Membrane stretch evoked by cell swelling increases contractile activity in vascular smooth muscle through dihydropyridine-sensitive pathways.

Effects of the dihydropyridine calcium antagonist felodipine and of calcium reduction were studied on osmotically induced contractile responses in the vascular smooth muscle of the rat isolated portal vein. Previous studies have shown that changes in osmolarity that cause cell swelling are accompanied by increased contractile activity in this smooth muscle (Johansson & Jonsson 1968).
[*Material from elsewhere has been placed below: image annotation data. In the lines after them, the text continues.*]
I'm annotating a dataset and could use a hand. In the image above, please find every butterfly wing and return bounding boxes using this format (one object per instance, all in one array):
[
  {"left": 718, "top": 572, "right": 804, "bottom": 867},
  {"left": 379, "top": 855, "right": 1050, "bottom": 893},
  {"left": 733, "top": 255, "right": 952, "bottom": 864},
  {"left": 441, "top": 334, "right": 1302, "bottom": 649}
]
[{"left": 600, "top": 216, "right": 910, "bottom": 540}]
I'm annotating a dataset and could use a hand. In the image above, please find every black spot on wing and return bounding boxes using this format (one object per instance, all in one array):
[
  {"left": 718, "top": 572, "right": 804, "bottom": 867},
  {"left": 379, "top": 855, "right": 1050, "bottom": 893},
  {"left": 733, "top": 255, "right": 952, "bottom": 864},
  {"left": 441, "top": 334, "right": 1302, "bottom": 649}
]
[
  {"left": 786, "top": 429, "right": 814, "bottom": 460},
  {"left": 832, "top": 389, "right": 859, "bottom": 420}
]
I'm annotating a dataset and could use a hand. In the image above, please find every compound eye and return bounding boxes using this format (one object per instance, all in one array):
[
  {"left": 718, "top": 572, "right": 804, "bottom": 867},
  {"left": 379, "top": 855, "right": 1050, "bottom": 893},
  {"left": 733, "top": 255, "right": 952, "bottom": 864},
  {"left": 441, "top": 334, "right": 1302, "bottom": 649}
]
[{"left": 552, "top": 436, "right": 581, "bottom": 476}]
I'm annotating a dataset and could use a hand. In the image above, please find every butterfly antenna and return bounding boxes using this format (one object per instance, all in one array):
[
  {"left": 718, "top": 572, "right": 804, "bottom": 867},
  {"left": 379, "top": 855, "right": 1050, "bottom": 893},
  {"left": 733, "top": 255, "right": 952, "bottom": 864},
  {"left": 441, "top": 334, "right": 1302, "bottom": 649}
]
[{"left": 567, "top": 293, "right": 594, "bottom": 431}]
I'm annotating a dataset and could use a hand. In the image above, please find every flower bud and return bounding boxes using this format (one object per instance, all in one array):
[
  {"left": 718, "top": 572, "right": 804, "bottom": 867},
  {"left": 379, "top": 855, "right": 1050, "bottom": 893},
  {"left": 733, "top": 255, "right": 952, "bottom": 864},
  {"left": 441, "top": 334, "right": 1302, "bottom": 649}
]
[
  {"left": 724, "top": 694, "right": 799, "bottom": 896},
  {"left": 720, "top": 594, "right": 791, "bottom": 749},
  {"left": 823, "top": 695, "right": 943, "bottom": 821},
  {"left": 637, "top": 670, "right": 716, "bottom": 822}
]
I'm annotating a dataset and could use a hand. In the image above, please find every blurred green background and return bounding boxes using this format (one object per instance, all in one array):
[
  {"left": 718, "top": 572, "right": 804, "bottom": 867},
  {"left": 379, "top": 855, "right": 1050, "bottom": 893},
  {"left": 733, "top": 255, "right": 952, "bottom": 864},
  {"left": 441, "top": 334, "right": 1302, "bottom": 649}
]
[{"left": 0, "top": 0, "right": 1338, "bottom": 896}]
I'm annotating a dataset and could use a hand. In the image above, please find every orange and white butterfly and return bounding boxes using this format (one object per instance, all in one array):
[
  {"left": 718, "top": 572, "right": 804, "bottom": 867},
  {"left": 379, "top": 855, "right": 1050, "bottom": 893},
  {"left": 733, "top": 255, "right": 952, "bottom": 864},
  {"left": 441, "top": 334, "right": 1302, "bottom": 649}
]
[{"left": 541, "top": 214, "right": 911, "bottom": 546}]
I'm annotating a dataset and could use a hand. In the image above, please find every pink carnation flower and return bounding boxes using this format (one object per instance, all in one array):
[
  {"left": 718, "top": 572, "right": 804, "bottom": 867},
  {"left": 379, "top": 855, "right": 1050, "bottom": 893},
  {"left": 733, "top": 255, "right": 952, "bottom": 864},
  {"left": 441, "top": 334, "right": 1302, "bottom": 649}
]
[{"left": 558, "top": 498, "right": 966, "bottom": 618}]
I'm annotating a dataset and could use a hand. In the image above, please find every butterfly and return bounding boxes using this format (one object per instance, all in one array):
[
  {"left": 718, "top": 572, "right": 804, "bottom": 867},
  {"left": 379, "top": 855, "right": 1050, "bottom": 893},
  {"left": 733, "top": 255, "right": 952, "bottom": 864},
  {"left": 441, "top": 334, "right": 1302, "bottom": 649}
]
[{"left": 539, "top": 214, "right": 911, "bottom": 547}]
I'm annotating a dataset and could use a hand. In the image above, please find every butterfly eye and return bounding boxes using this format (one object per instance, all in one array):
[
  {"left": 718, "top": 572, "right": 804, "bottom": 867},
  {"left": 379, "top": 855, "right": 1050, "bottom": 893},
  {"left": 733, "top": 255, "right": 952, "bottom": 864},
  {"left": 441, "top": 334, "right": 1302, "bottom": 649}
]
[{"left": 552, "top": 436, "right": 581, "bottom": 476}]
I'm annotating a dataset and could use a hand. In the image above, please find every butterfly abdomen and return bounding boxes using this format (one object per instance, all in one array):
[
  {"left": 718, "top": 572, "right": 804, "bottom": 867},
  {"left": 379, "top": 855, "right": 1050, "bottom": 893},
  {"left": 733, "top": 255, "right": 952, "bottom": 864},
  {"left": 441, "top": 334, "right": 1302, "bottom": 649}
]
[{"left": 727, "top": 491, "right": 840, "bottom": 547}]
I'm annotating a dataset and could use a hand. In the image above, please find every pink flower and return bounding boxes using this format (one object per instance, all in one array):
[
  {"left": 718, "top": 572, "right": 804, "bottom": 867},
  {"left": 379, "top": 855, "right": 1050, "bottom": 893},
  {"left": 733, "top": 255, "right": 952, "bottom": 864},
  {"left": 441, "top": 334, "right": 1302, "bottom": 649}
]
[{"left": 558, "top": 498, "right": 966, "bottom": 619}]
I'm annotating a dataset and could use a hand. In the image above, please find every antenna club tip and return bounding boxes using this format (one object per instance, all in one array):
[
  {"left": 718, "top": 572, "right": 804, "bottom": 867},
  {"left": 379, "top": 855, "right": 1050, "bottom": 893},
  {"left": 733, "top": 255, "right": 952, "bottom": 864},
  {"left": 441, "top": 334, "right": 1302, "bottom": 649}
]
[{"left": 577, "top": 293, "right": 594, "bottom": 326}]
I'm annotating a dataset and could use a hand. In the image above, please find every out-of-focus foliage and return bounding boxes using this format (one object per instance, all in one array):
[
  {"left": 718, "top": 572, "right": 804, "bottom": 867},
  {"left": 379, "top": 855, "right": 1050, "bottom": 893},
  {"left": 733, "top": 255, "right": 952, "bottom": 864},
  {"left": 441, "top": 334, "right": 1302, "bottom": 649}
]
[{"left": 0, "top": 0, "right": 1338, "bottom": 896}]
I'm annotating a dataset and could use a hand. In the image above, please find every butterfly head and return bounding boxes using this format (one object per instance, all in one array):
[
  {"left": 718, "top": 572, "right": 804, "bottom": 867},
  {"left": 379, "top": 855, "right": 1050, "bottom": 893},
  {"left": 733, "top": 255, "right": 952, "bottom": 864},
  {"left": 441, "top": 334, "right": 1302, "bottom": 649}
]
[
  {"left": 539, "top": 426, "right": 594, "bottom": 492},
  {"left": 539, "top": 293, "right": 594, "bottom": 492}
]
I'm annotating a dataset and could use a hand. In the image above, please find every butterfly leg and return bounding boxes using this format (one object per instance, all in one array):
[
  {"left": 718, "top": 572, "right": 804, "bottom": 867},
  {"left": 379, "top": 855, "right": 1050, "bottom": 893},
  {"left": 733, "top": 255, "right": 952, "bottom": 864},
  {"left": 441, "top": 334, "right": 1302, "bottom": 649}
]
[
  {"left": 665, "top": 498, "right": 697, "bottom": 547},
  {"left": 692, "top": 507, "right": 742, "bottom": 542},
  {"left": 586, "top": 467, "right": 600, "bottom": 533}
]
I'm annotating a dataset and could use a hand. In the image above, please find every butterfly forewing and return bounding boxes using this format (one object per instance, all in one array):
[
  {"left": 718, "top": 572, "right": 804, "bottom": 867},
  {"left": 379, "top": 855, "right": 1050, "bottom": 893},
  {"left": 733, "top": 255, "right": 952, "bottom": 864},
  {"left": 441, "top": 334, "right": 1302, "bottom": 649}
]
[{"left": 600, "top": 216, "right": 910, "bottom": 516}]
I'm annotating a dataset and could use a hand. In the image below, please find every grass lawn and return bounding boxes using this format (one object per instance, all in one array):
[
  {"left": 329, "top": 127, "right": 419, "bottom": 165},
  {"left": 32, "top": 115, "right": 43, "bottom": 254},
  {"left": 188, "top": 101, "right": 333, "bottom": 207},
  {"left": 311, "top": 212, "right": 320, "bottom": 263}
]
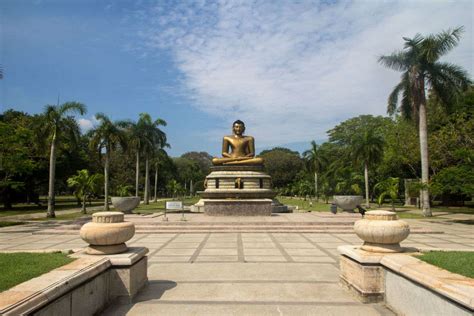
[
  {"left": 0, "top": 195, "right": 104, "bottom": 217},
  {"left": 0, "top": 252, "right": 75, "bottom": 292},
  {"left": 28, "top": 211, "right": 92, "bottom": 221},
  {"left": 417, "top": 251, "right": 474, "bottom": 278},
  {"left": 133, "top": 196, "right": 200, "bottom": 214},
  {"left": 277, "top": 196, "right": 331, "bottom": 212},
  {"left": 0, "top": 222, "right": 25, "bottom": 227}
]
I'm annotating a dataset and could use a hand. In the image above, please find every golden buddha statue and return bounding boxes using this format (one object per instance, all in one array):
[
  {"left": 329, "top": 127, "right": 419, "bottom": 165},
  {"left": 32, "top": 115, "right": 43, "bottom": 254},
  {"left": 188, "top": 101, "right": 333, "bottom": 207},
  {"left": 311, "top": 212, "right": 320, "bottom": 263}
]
[{"left": 212, "top": 120, "right": 263, "bottom": 166}]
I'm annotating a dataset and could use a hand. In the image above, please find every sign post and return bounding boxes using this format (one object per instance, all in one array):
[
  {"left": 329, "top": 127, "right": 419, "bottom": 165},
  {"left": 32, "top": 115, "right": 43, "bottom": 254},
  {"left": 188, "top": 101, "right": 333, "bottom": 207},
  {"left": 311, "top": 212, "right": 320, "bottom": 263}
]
[{"left": 163, "top": 201, "right": 185, "bottom": 221}]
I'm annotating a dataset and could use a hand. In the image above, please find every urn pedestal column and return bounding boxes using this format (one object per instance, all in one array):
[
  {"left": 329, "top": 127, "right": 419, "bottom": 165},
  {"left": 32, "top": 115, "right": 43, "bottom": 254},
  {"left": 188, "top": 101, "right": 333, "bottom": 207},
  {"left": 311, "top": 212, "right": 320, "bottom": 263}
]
[
  {"left": 80, "top": 212, "right": 135, "bottom": 255},
  {"left": 198, "top": 165, "right": 276, "bottom": 216}
]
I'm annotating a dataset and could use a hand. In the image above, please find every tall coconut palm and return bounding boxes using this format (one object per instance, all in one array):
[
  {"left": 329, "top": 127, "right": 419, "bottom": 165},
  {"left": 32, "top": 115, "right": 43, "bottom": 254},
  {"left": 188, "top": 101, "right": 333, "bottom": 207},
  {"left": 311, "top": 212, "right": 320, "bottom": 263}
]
[
  {"left": 350, "top": 127, "right": 384, "bottom": 207},
  {"left": 133, "top": 113, "right": 169, "bottom": 204},
  {"left": 152, "top": 148, "right": 168, "bottom": 202},
  {"left": 43, "top": 102, "right": 86, "bottom": 217},
  {"left": 90, "top": 113, "right": 127, "bottom": 211},
  {"left": 379, "top": 27, "right": 470, "bottom": 216},
  {"left": 67, "top": 169, "right": 102, "bottom": 214},
  {"left": 303, "top": 140, "right": 327, "bottom": 200}
]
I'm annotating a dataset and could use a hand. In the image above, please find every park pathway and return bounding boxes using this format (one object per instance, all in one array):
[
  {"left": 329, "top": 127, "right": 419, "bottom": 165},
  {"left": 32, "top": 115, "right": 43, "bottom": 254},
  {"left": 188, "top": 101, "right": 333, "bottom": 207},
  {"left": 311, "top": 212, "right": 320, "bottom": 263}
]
[
  {"left": 0, "top": 214, "right": 474, "bottom": 316},
  {"left": 104, "top": 233, "right": 393, "bottom": 315}
]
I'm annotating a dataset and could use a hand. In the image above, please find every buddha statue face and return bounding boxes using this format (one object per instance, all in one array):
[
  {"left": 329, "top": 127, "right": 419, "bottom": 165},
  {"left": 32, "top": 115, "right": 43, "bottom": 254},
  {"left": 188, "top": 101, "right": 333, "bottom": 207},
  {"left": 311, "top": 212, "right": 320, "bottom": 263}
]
[{"left": 232, "top": 120, "right": 245, "bottom": 136}]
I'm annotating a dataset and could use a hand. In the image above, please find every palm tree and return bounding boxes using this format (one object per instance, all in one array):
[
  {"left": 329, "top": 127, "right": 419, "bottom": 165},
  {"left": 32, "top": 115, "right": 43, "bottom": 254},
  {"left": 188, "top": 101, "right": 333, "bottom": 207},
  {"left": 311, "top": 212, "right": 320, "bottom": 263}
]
[
  {"left": 152, "top": 148, "right": 168, "bottom": 202},
  {"left": 67, "top": 169, "right": 102, "bottom": 214},
  {"left": 137, "top": 113, "right": 169, "bottom": 204},
  {"left": 303, "top": 140, "right": 327, "bottom": 201},
  {"left": 90, "top": 113, "right": 127, "bottom": 211},
  {"left": 128, "top": 113, "right": 169, "bottom": 204},
  {"left": 43, "top": 102, "right": 86, "bottom": 218},
  {"left": 379, "top": 27, "right": 470, "bottom": 216},
  {"left": 374, "top": 177, "right": 400, "bottom": 212},
  {"left": 350, "top": 127, "right": 384, "bottom": 207}
]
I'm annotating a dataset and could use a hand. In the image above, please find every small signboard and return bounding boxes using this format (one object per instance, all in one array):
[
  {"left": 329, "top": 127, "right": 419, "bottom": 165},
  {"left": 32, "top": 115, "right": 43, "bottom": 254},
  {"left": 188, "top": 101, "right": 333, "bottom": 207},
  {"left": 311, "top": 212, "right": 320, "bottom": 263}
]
[{"left": 166, "top": 201, "right": 183, "bottom": 210}]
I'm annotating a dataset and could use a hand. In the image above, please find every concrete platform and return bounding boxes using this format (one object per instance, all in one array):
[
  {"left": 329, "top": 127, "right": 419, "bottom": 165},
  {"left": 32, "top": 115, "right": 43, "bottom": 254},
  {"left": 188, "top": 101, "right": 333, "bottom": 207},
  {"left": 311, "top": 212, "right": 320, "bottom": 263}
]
[{"left": 0, "top": 213, "right": 474, "bottom": 315}]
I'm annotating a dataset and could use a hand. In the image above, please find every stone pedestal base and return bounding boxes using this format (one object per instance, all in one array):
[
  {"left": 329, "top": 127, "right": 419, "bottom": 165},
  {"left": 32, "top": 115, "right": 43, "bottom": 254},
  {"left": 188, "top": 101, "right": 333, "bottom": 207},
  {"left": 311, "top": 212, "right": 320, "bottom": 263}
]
[
  {"left": 86, "top": 243, "right": 128, "bottom": 255},
  {"left": 110, "top": 256, "right": 148, "bottom": 304},
  {"left": 338, "top": 246, "right": 385, "bottom": 303},
  {"left": 204, "top": 199, "right": 272, "bottom": 216},
  {"left": 72, "top": 247, "right": 148, "bottom": 304}
]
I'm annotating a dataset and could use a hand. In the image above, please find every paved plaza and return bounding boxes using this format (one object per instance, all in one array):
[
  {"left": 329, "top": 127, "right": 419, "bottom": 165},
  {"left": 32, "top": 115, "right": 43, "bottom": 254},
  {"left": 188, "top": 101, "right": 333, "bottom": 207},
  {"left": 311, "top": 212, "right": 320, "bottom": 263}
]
[{"left": 0, "top": 214, "right": 474, "bottom": 315}]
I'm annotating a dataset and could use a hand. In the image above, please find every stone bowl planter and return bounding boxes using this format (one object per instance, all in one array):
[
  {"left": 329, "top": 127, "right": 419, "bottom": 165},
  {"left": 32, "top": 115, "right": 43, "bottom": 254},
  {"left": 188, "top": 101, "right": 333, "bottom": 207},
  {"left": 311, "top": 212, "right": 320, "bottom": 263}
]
[
  {"left": 111, "top": 196, "right": 140, "bottom": 214},
  {"left": 80, "top": 212, "right": 135, "bottom": 255},
  {"left": 333, "top": 195, "right": 364, "bottom": 212},
  {"left": 354, "top": 210, "right": 410, "bottom": 252}
]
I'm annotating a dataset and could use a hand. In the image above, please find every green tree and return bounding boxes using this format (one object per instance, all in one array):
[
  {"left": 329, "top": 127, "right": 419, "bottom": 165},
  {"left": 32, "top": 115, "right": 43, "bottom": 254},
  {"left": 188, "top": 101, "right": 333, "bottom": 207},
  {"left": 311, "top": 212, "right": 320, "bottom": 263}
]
[
  {"left": 166, "top": 179, "right": 183, "bottom": 198},
  {"left": 374, "top": 177, "right": 400, "bottom": 211},
  {"left": 379, "top": 28, "right": 470, "bottom": 216},
  {"left": 90, "top": 113, "right": 127, "bottom": 211},
  {"left": 260, "top": 147, "right": 304, "bottom": 188},
  {"left": 133, "top": 113, "right": 169, "bottom": 204},
  {"left": 43, "top": 102, "right": 86, "bottom": 217},
  {"left": 151, "top": 149, "right": 169, "bottom": 202},
  {"left": 303, "top": 140, "right": 327, "bottom": 201},
  {"left": 0, "top": 120, "right": 37, "bottom": 209},
  {"left": 67, "top": 169, "right": 103, "bottom": 214},
  {"left": 351, "top": 129, "right": 384, "bottom": 207},
  {"left": 328, "top": 115, "right": 391, "bottom": 207}
]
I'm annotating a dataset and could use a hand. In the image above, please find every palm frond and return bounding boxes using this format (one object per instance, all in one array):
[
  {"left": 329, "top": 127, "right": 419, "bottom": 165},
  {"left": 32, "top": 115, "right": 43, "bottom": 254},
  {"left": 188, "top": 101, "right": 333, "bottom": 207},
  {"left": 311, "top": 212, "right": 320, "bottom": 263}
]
[
  {"left": 387, "top": 76, "right": 405, "bottom": 115},
  {"left": 421, "top": 27, "right": 464, "bottom": 63},
  {"left": 58, "top": 102, "right": 87, "bottom": 116}
]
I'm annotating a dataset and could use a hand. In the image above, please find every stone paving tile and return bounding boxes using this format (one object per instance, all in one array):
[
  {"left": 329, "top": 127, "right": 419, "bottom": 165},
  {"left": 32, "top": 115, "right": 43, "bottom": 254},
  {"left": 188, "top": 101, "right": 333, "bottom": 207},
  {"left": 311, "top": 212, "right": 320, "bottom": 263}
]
[
  {"left": 244, "top": 255, "right": 287, "bottom": 262},
  {"left": 420, "top": 242, "right": 473, "bottom": 249},
  {"left": 291, "top": 256, "right": 336, "bottom": 263},
  {"left": 103, "top": 301, "right": 386, "bottom": 316},
  {"left": 139, "top": 236, "right": 173, "bottom": 242},
  {"left": 148, "top": 256, "right": 191, "bottom": 263},
  {"left": 133, "top": 280, "right": 355, "bottom": 303},
  {"left": 204, "top": 240, "right": 237, "bottom": 248},
  {"left": 174, "top": 237, "right": 204, "bottom": 242},
  {"left": 243, "top": 242, "right": 275, "bottom": 249},
  {"left": 199, "top": 248, "right": 237, "bottom": 256},
  {"left": 244, "top": 248, "right": 281, "bottom": 257},
  {"left": 196, "top": 255, "right": 238, "bottom": 262},
  {"left": 162, "top": 242, "right": 200, "bottom": 249},
  {"left": 280, "top": 242, "right": 315, "bottom": 249},
  {"left": 156, "top": 248, "right": 195, "bottom": 256},
  {"left": 285, "top": 249, "right": 327, "bottom": 256}
]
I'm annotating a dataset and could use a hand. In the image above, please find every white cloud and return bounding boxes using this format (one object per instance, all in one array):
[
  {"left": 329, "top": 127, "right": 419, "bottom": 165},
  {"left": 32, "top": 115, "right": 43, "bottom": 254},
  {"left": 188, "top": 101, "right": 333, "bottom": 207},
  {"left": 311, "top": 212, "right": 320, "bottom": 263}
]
[{"left": 132, "top": 0, "right": 473, "bottom": 146}]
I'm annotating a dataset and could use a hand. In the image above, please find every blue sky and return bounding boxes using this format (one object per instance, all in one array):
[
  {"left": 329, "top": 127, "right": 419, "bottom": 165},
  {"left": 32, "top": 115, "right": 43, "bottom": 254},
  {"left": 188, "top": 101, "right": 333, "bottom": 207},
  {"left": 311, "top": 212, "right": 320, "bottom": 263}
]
[{"left": 0, "top": 0, "right": 474, "bottom": 156}]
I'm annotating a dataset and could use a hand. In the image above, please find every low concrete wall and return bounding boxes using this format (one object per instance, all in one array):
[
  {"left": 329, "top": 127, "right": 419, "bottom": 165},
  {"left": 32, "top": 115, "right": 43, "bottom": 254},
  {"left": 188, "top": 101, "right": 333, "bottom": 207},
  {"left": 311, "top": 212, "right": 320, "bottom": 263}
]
[
  {"left": 0, "top": 247, "right": 148, "bottom": 316},
  {"left": 385, "top": 270, "right": 472, "bottom": 316},
  {"left": 338, "top": 246, "right": 474, "bottom": 316}
]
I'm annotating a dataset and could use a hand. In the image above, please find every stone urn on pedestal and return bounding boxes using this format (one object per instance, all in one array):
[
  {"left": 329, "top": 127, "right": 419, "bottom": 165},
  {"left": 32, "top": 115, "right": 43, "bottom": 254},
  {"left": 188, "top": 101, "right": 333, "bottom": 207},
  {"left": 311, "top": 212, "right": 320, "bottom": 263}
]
[
  {"left": 80, "top": 212, "right": 135, "bottom": 255},
  {"left": 354, "top": 210, "right": 410, "bottom": 253},
  {"left": 333, "top": 195, "right": 364, "bottom": 213},
  {"left": 111, "top": 196, "right": 140, "bottom": 214}
]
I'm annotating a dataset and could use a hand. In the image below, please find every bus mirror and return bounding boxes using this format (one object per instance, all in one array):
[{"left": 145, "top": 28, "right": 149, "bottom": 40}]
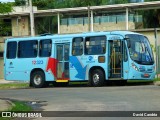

A transient enhancement of the contractile activity developed in the portal vein on return to standard Krebs solution after exposure to 60 mM urea. This osmotic response was dependent on extracellular Ca2+ (abolished in Ca2+ free solution +0.1 mM EGTA) and was reduced in proportion to the decrease in spontaneous phasic contractile activity when Ca2+ was lowered from the standard 2.5 mM concentration. Felodipine, 3 nM, reduced the spontaneous activity to approximately 50% but showed an even more pronounced inhibitory effect on the osmotic responses which were reduced to less than 20% of control. Other calcium antagonists such as verapamil, 60 nM and diltiazem, 300 nM, were also more effective in inhibiting the osmotic responses than the spontaneous activity. In contrast, the K+ channel opener, pinacidil, 100-200 nM, reduced the spontaneous activity to 50% but had only minor inhibitory effect on the osmotic responses, about 75% still persisting. It is suggested that stretch of the cell membrane in response to variations in osmolarity induces contractile activity in vascular smooth muscle by mechano-electrical coupling involving dihydropyridine-sensitive pathways.